The herb garden is coming up well thanks to Keri’s constant maintenance!
I would like to thank those who commented on the “processed chicken” I serve for a lunch sandwich.
I do several favored types and are, like I say, “easy but complicated,” but I thought I would share a few pics and the process as it goes.
There is one key ingredient that can be hard to find if you are attempting this at home, coul fat, every animal has it holding their stomach together but pig coul fat works the best! Ask a local butcher or specialty store if they carry it or can get it for you. I use Prairie Harvest, a company that deals in wild game and specialty meats www.prairieharvest.com .
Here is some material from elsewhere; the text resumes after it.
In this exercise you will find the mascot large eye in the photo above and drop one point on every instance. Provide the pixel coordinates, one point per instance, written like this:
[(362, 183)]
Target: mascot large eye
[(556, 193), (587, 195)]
Coul fat has been used since the beginning of food preparation. It’s handy for holding together meats and other components for slow roasting and sausage making. The thin layer of coul fat nearly cooks away and helps to maintain the shape of what it has in side. It was the original way that processed lunch meats were put together by the butcher until mass production in factories took over. It’s an art that I love to continue to utilize and to share with those who are interested in the way true food is done! I’m planning a ”Range and Sky” later this week which I will utilize the coul fat. Check back later for the pics and process!!
I start by spreading the coul fat out and placing the marinaded chicken on the side closest to me. This is a South Western Chili Rubbed Chicken I’m doing.
I roll the coul fat around the chicken, keeping it nice and tight, tucking in the ends as I roll.
Once it is all rolled up, I use butchers twine to tie it.
I roast it at 350 degrees for approximately 30 min or until it reaches an internal temperature of 165.
Of course, I cool it off and, after removing the butcher twine, I slice it on a sharp slicer!
The end process results in a slice of sandwich meat! There is nothing better when it’s fresh!